After reviewing the tangible use of 360 VR drone footage in the field and testing respondent experts in their historical field, I would say that at the current moment it is just useful. Not extremely useful, and not useless. It’s not useless because there will always be a certain level of intrigue when it comes to stories with shots like this. They’re immersive, controllable, and somewhat mystic in nature. Enough people use VR or have an interest in it to not render it useless in this application. However, as stated, it is not extremely useful either. The lack of accessibility of this technology, especially by the demographics of people who deeply research history (according to Andrew Carroll) makes this something that has a lot of building to do in certain communities. In time, 360 VR will get there, but it just isn’t yet.

As of right now, this is something a producer should have in their tool kit, but not lean on too much. You’ll get some compelling footage, but too much is overkill. Use it to drive a point or get an atmospheric feel across; but past that; I’m afraid that’s about as far as I see this tool going in to current historical market.

Moving Forward…

The future of drone 360 VR is bright, it’s just in it’s infancy. This field test certainly proved that the potential is there, but it simply is not developed enough for non-producers/tech-savvy people to invest in. In the future, I can see this actually getting very intricate in historical documentation. I imagine (when drones get so precise at controlling themselves that there is almost no risk of crashing) that historians will send drones into extreme places. For instance, historic caverns or temples that perhaps even a human body can’t fit through…send a drone.

There will likely come a time too when A) the batteries do not die as quickly (even this brand new drone could not fly for more than 10 minutes fully charged) and B) the range will be greatly increased. Imagine if you could send a drone into a cavern and go get a coffee then come back and it’s finally finished. A drone which is so dependable and fail-safe that it basically does all of the documentation work for you; that is where I see the future going. I hope it does.

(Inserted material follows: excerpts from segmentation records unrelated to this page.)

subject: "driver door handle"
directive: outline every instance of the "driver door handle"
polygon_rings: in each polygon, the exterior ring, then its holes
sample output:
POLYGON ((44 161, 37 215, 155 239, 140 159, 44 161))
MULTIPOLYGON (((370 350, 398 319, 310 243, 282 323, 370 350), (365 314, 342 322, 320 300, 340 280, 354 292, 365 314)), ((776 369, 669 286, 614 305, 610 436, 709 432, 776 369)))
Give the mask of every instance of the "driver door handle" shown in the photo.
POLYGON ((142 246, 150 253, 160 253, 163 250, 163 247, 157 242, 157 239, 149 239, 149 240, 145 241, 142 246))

There will be naysayers who feel that this is ruining videographer’s jobs or that it is lazy documentation but as technology advances doesn’t everything get more lazy? It’s that essentially what majority of technology is; a way to make things more efficient/easier for the user? Like it or not, it’s going to stay; and surely get more advanced. Historical documentation will not be the only field affected, I foresee virtually every field that requires production being affected. 360 VR drones are one more example of how emerging technologies are going to shape the way we tell the stories of tomorrow, and the journalists/producers who embrace it and help it grow will forever be at the cutting edge of their markets.